Two hours later, among several planes that were supposed to go, Kanno's plane returned. As I was working in the fields, I told my mother, "perhaps it is due to the weather." Kanno came at about 6 o'clock, and he said to my mother, "Mother, I am ashamed but I returned. I did not think that we could meet, but …" I said, "What are you saying? Isn't it good if you are in high spirits even just one day? Not hurrying to die in such a way …" Kanno said, "It is troublesome if I live. I need to eat food and sleep." Dying was not on his mind, and he truly was like a god while he was living.

He stayed that night also. He held a photo of you close to him. In the morning he said that he would like hot miso soup one time, and my mother made it. Kanno and two of his comrades happily ate the soup.

He left with the following words to me, "Now with this I have no regrets. Since my house is at a hot spring, I hope that your family can go there just one time."

After that, every day my mother and I have been praying to the gods for him.

During the evening of June 30, a Petty Officer 2nd Class went out of his way to come to visit and informed us that "Petty Officer Kanno went in high spirits and said that he would hit an aircraft carrier."

Kanno was very open-hearted and was a very good person. He did things properly like a man.

I think that he had a splendid end and a splendid achievement.

Finally, the aircraft that Kanno flew in was called a Shiragiku (White Chrysanthemum).

I am happy if you could know with my poor writing a little bit about Kanno's circumstances.


Letters translated by Bill Gordon
Kanno's last letter - September 2018
Letter from friend in Tokushima to Kanno's parents - August 2020

Kanno's last letter comes from Kojima (2004, 52).

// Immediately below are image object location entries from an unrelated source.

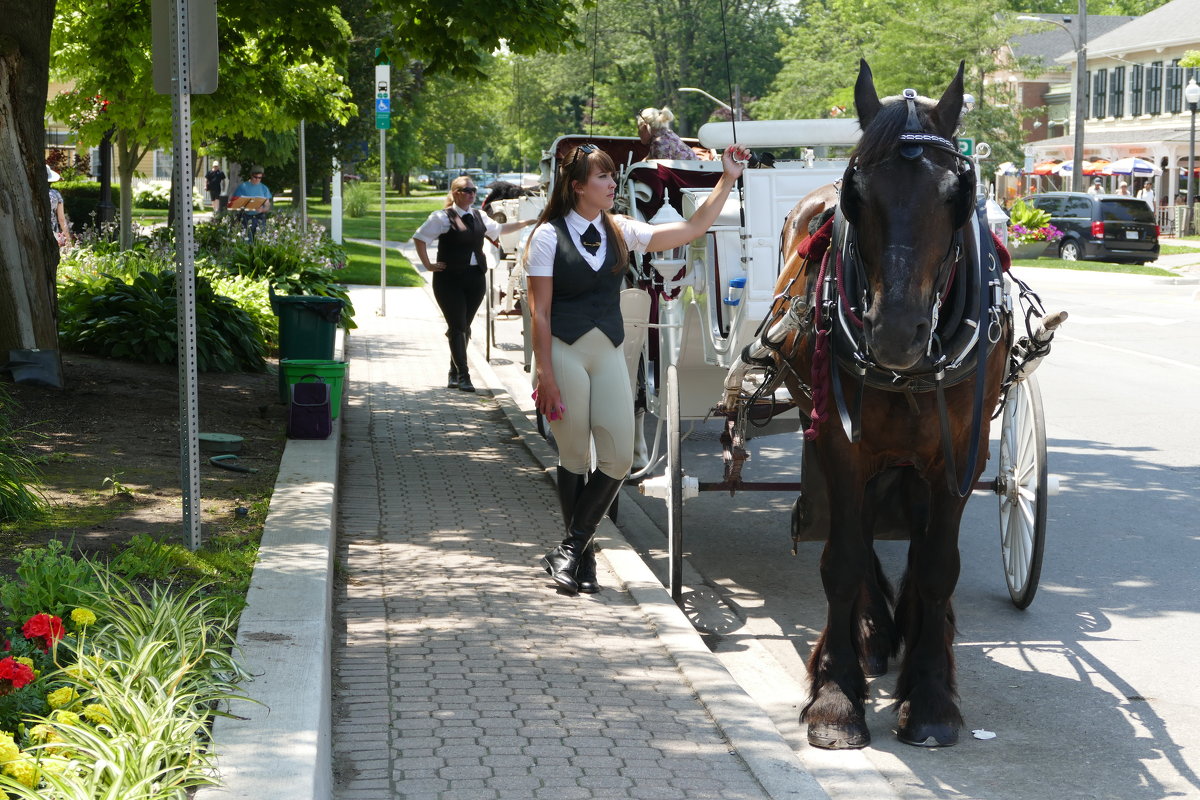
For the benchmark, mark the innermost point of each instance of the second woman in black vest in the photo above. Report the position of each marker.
(460, 269)
(575, 263)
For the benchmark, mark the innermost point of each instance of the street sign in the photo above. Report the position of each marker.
(383, 96)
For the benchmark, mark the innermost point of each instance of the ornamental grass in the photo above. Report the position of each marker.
(115, 702)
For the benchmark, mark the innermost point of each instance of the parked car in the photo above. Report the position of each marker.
(1099, 228)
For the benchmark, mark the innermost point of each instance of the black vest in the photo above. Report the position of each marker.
(585, 298)
(456, 246)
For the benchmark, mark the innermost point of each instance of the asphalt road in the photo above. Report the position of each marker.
(1091, 692)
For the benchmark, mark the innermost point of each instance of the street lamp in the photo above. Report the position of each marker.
(1080, 44)
(736, 115)
(1192, 94)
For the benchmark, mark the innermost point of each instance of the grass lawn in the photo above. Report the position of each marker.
(405, 216)
(1091, 266)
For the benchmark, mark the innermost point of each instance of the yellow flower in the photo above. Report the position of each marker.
(61, 697)
(97, 714)
(23, 770)
(83, 617)
(65, 717)
(43, 733)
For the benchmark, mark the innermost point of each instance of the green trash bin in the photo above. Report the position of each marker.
(307, 329)
(330, 372)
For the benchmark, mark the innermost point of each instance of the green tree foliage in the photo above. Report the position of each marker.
(279, 65)
(909, 44)
(456, 36)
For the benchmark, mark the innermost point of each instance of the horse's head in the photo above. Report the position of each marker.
(905, 198)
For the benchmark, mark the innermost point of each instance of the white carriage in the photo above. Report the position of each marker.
(697, 307)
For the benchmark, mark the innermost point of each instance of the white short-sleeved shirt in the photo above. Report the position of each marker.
(544, 241)
(439, 223)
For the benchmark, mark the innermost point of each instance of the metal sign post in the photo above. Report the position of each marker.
(193, 68)
(383, 121)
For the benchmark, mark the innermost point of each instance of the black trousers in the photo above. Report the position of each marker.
(459, 292)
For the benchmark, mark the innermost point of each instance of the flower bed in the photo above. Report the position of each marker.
(113, 698)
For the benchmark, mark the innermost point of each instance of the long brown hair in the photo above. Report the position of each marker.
(456, 184)
(577, 168)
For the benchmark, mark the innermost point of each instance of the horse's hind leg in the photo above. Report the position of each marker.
(925, 697)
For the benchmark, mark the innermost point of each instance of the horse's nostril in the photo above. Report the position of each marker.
(922, 334)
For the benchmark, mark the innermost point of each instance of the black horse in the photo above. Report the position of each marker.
(904, 361)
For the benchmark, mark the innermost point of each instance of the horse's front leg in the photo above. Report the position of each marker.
(925, 696)
(835, 711)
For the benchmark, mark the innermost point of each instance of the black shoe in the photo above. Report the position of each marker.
(586, 572)
(563, 563)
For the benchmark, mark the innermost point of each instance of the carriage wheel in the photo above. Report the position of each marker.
(675, 491)
(1023, 488)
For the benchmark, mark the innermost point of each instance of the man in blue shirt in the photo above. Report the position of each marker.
(253, 218)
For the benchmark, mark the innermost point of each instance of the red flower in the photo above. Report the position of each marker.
(13, 674)
(45, 627)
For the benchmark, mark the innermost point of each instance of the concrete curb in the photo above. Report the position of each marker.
(747, 727)
(279, 745)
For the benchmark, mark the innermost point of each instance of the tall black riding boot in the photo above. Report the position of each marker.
(563, 561)
(569, 488)
(459, 353)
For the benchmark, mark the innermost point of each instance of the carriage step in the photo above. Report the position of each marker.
(660, 487)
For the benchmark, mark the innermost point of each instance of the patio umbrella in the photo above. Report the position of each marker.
(1090, 167)
(1132, 166)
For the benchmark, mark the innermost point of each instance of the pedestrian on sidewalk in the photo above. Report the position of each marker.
(253, 216)
(459, 283)
(214, 180)
(576, 260)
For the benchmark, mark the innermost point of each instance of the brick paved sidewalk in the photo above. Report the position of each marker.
(459, 672)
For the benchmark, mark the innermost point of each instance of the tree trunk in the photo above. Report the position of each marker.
(130, 155)
(29, 256)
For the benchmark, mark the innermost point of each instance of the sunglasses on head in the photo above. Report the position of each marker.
(582, 151)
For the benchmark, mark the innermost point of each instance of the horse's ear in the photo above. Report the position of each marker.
(867, 100)
(948, 109)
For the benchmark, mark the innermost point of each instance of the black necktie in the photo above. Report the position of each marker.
(591, 239)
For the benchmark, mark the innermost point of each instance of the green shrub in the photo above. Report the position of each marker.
(135, 319)
(355, 198)
(19, 475)
(49, 581)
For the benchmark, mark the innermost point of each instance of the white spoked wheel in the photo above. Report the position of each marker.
(1023, 488)
(675, 488)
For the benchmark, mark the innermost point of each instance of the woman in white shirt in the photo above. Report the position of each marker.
(575, 263)
(459, 282)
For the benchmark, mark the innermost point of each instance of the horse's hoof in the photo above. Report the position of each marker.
(930, 735)
(875, 666)
(839, 737)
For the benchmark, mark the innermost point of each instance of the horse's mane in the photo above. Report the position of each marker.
(881, 138)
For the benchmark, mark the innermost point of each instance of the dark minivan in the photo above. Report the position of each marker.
(1099, 228)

The letter to Kanno's parents from his friend at Tokushima comes from Mainichi Shinbunsha (1968, 170-1). The biographical information in the first paragraph comes from Kojima (2004, 52) and Osuo (2005, 242).

Note

1. Osuo (2005, 242) indicates that three Shiragiku trainers took off from Kushira Air Base on June 21, 1945.

Sources Cited

Kojima, Keizō, ed. 2004. Kaigun hikō yoka renshūsei isho • iei • ikōshū (1) (Last letters, poems, and writings of Navy Preparatory Flight Trainees (1)). Tōkyō: Unabarakai.

Mainichi Shinbunsha, ed. 1968. Seishun no isho: "Yokaren" senbotsusha no shuki (Last letters of youth: Writings of "Yokaren" war dead). Tōkyō: Mainichi Shinbunsha.

Osuo, Kazuhiko. 2005. Tokubetsu kōgekitai no kiroku (kaigun hen) (Record of special attack corps (Navy)). Tōkyō: Kōjinsha.